Federal agencies are under new requirements to save electronic messages to and from top agency officials, a move that goes beyond previous email-specific rules to now include chat apps and text messages.
New records mandates issued Wednesday by the National Archives and Records Administration clarify a decade-old rule for retaining electronic communications, expanding the requirement to include “email and other electronic messages” and detailing rules for automating retention for the top echelon of federal officials—known as the Capstone approach.
In 2013, NARA established the Capstone approach to electronic document management, allowing agencies to automate retention of emails sent and received by top agency officials depending on that official’s role. The move—established in NARA Bulletin 2013-02—allowed agencies to shift from having to print out and file all emails sent and received by officials to an automated system.
Capstone officials include a wide swath of agency leadership, including agency heads, principal assistants, undersecretaries, deputies, staff assistants, c-suite positions, directors of significant program and regional offices, advisory and oversight positions, and any office that is Senate-confirmed, among others.
At the time, the Capstone approach was designed specifically for email correspondences.
With the latest update to the General Records Schedules in Transmittal 33, the scope has been expanded to include all types of electronic messages, including, “electronic messages affiliated with email system chat or messaging functions, where the messages are managed independently from the email; messages from messaging services provided on mobile devices; and messages from messaging services on third‐party applications,” according to a Federal Register notice outlining the changes.
The new definitions can include any electronic message, including email-based chat, independent chat messengers and text messages.

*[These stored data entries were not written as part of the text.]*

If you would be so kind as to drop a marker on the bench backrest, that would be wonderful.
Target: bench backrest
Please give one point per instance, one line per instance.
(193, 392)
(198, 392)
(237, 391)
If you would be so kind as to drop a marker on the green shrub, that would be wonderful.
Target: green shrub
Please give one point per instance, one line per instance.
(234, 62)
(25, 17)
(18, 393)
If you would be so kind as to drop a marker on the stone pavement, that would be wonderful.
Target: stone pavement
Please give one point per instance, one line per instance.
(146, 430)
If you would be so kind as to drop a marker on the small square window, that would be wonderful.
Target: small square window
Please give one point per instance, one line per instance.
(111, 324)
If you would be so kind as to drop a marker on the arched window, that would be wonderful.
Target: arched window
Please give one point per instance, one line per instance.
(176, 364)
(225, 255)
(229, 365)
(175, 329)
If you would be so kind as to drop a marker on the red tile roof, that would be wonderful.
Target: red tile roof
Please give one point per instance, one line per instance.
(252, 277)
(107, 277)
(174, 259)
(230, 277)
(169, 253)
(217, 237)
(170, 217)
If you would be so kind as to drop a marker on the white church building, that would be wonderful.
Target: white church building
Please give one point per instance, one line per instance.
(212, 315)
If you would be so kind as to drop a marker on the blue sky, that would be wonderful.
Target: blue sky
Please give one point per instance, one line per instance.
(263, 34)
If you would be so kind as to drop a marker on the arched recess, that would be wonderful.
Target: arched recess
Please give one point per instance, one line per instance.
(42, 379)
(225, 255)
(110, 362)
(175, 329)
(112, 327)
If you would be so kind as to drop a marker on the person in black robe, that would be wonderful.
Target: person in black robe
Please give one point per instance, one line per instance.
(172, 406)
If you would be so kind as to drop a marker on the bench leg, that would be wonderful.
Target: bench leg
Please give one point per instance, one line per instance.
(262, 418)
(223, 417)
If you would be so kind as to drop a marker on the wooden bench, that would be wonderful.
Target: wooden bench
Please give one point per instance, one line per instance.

These messages must now be permanently retained for “between 15 and 30 years, or after declassification review, whichever is later,” according to the latest disposition instructions.

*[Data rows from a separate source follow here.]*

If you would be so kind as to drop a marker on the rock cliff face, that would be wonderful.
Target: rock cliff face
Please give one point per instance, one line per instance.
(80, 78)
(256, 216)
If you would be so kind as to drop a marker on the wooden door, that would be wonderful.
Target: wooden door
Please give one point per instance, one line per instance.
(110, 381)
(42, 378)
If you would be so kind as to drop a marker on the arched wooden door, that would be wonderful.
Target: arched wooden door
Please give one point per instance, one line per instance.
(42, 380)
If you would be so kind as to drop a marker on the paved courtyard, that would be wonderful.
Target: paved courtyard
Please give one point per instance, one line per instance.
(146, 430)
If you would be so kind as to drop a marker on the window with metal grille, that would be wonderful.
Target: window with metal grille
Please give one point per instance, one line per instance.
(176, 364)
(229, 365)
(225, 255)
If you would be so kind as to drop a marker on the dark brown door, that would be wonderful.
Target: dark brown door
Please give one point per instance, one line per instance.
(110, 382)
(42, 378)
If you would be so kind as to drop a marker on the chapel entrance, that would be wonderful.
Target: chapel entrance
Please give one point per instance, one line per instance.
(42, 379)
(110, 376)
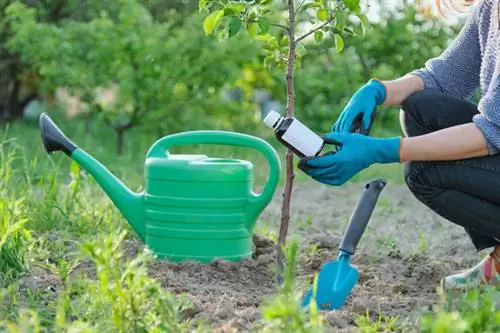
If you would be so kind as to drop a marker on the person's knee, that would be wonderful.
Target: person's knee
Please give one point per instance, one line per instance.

Messages to and from non-Capstone employees—including non-email electronic communications—are under a “temporary” disposition and must be kept for at least seven years for agency officials and three years for non-supervisory support and administrative positions.
While the update and Federal Register notice offer some examples, NARA was clear that agencies should follow the intent of the policy, not the letter.
“As electronic messaging platforms and tools evolve, agencies will need to continually review their policy and implementation approaches,” according to a NARA bulletin issued Jan. 5. “Capturing electronic messages requires considerations of the technical infrastructure of the tools and may also require different policy approaches to ensure records management requirements are met.”
Rather than restrict the definition to a list of covered media, NARA offered a set of questions officials can ask themselves as they determine how to apply the new requirements:
- Does [the electronic communication] contain evidence of an agency's policies, business or mission?
- Is the information only available in the electronic message?
- Does the agency use the tool to convey official agency information?
- Is there a business need for the information?
“This includes electronic messages sent or received on personal devices that meet the definition of a record,” the bulletin states, adding that, “These messages must be forwarded or copied to an official account within 20 days.”